Опасаясь соскользнуть в воду, Панюшкин стал на четвереньки, подполз к самому краю и заглянул вниз. Но не увидел черной воды, черной, бурлящей, несущейся мощно и упруго воды Пролива. Смахнув с глаз слезы, он снова глянул вниз – черноты не было. Тогда он отполз назад, не поднимаясь на ноги, нащупал в темноте обломок льдины и сбросил его вниз. И услышал глухой, твердый стук.
– Батюшки! Никак замерз! – вскрикнул он негромко, как от боли. – Никак замерз, – повторил он уже шепотом и вдруг обмяк, обессилел и уже не мог сдержать слез. Тут уж мороз был ни при чем, старик плакал от облегчения, от жалости к самому себе, от одиночества на этом Проливе, на этом льду, на этой жизни. С трудом поднявшись, он отошел от края, кое-как сковырнул примерзшую глыбу льда, самую большую, какую только надеялся сдвинуть с места, и начал подталкивать ее к краю. Он полз и толкал глыбу впереди себя, упираясь ногами в маленькие выступы льда, толкая глыбу спиной, руками, головой. Наконец льдина сорвалась и полетела вниз. Всплеска не было. Опять послышался глухой стук. Панюшкин уже плакал свободно и легко, не стесняясь своих слез, даже радуясь им, плакал, зная, что никто его не увидит, понимая, что кончилось напряжение последних дней, кончилось ожидание и изматывающая, обессиливающая неопределенность.
Панюшкин поднялся, долго, прищурившись, смотрел в сторону Материка, будто прицениваясь к нему, будто прикидывал силы, будто примеряясь прыгнуть и одним махом достичь далекого берега. Потом, не торопясь, обмотал вокруг шеи шарф, запахнул куртку и, круто повернувшись, зашагал к Поселку.
– Ну, – сказал он громко и четко, – смотрите! Ну ладно! Мы, Гарри, посчитаемся с тобой. Ну? Кто первый? Налетайте! Прошу! Не толпитесь, граждане хорошие! Всем отвечу, никого не пропущу! Никого не забуду! Ну, кто там, Хромов? Не робей! Вылазь из-за льдины! Вылазь, говорю! – крикнул Панюшкин, уже не сдерживаясь. – Что у тебя?
– А что, ничего... Боюсь вот только, что весну мне не придется встречать под вашим мудрым руководством.

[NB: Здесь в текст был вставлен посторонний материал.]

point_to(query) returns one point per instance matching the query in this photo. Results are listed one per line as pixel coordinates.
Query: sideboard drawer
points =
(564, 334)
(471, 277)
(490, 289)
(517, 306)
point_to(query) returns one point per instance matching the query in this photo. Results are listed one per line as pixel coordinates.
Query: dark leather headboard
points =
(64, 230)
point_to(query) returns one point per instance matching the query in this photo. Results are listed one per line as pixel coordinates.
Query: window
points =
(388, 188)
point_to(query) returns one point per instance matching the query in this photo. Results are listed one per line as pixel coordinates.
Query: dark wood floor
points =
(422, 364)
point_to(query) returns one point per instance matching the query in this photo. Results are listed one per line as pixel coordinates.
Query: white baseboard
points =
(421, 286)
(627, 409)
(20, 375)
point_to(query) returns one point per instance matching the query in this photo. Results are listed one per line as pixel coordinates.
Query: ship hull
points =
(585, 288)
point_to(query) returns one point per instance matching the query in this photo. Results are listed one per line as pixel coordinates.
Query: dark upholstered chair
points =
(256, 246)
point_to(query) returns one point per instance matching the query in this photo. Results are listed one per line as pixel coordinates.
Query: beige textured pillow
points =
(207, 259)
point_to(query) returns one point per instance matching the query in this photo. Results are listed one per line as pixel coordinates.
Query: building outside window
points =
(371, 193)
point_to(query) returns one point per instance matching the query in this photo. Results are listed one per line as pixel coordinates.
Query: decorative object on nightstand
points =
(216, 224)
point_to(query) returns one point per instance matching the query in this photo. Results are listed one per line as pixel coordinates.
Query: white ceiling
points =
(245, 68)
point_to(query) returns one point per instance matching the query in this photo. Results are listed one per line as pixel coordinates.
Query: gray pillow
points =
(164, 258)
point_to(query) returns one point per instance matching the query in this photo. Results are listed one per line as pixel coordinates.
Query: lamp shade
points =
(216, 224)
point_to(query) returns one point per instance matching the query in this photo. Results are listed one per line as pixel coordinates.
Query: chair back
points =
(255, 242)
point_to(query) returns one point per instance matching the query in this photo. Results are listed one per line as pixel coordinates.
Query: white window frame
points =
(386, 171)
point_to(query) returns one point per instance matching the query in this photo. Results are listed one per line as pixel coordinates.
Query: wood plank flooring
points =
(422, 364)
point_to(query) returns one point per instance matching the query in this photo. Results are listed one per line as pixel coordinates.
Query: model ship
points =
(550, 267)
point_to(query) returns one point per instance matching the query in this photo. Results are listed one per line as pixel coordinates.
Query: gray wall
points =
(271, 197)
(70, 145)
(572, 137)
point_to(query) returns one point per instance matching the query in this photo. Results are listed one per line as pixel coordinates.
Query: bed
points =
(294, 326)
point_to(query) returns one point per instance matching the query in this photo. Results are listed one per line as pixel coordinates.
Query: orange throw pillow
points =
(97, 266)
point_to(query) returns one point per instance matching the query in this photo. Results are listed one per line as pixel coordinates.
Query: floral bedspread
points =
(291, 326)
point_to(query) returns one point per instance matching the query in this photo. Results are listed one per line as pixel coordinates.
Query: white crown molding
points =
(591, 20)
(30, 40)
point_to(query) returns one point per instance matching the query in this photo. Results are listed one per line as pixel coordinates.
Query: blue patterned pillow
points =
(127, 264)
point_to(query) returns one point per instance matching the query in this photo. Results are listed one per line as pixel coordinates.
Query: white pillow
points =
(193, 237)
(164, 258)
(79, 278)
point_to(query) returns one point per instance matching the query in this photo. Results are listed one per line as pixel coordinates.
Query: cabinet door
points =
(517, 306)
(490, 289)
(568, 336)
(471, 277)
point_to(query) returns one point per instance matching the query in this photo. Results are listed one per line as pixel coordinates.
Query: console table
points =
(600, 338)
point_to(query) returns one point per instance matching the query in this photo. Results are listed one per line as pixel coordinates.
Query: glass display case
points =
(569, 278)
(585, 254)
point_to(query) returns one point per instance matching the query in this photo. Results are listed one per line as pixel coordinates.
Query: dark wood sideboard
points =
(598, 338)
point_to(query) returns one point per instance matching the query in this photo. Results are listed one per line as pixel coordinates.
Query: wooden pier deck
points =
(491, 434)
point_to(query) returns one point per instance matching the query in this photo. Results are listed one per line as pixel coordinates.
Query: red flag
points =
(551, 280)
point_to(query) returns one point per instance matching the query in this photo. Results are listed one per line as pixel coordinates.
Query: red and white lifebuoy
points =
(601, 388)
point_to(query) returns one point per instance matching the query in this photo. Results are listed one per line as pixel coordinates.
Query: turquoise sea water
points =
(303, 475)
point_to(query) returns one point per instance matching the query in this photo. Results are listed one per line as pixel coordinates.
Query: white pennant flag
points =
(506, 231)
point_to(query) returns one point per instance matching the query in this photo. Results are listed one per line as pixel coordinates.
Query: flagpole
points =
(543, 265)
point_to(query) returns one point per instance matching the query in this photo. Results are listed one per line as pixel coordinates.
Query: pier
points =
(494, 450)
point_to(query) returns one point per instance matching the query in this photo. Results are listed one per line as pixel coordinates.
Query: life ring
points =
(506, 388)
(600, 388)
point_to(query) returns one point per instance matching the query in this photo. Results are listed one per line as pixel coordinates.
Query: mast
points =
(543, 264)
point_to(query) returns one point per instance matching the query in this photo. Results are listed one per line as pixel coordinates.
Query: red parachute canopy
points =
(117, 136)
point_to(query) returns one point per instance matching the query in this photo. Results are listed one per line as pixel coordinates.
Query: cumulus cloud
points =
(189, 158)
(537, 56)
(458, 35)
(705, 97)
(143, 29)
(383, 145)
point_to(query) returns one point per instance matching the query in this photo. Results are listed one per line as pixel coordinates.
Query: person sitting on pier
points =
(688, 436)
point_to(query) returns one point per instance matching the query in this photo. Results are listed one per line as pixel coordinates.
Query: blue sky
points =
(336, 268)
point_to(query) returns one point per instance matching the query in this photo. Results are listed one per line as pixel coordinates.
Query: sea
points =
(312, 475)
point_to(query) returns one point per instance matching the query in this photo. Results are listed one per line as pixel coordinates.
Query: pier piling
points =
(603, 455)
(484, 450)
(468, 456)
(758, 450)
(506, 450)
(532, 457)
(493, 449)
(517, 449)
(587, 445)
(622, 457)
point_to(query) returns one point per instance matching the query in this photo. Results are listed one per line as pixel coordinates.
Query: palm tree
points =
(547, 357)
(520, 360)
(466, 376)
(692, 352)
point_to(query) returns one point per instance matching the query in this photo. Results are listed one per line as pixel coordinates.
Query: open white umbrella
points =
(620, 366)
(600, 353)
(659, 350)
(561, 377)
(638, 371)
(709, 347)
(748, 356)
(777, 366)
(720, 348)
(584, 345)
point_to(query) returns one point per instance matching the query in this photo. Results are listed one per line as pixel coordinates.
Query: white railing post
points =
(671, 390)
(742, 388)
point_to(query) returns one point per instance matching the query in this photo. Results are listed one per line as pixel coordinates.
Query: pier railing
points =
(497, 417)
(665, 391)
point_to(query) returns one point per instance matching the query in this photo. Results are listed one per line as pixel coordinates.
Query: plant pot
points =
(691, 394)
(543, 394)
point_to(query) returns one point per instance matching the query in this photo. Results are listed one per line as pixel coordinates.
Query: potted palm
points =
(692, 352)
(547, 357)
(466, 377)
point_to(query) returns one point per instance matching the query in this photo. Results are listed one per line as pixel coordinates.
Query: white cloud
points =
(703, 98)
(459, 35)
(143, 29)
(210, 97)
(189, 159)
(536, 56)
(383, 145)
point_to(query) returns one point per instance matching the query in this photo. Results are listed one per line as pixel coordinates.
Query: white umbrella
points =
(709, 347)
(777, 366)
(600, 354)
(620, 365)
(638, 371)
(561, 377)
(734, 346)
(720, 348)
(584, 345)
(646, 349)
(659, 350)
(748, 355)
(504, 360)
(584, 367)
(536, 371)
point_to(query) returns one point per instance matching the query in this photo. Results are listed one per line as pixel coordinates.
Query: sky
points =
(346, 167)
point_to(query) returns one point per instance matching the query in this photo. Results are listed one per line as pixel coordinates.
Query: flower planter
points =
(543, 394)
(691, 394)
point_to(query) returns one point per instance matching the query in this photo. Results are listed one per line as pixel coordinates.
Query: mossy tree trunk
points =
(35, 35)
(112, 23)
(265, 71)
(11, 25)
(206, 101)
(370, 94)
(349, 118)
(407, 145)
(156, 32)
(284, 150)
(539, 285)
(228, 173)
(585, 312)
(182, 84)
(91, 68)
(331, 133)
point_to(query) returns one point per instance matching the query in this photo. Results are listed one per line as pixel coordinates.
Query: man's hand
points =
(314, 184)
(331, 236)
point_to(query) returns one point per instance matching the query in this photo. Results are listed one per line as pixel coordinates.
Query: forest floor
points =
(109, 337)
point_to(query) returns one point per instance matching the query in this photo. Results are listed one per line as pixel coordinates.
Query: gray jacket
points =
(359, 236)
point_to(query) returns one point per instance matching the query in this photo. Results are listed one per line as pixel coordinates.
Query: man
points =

– Боишься, Хромов? Чего же здесь страшного? Ведь это приятный страх. Ты, Хромов, боишься, как девушка в интересной ситуации!
– Николай Петрович, что пугает одного – другого радует.
– Чем же ты решил напугать меня? Пугай же!
– Нет, я пугать вас не буду. Нечем. Но и не хочу отказывать себе в удовольствии поприсутствовать, когда вас будут пугать другие. Не без моей, правда, помощи. И меня радует...
– Что же, интересно, тебя радует, Хромов?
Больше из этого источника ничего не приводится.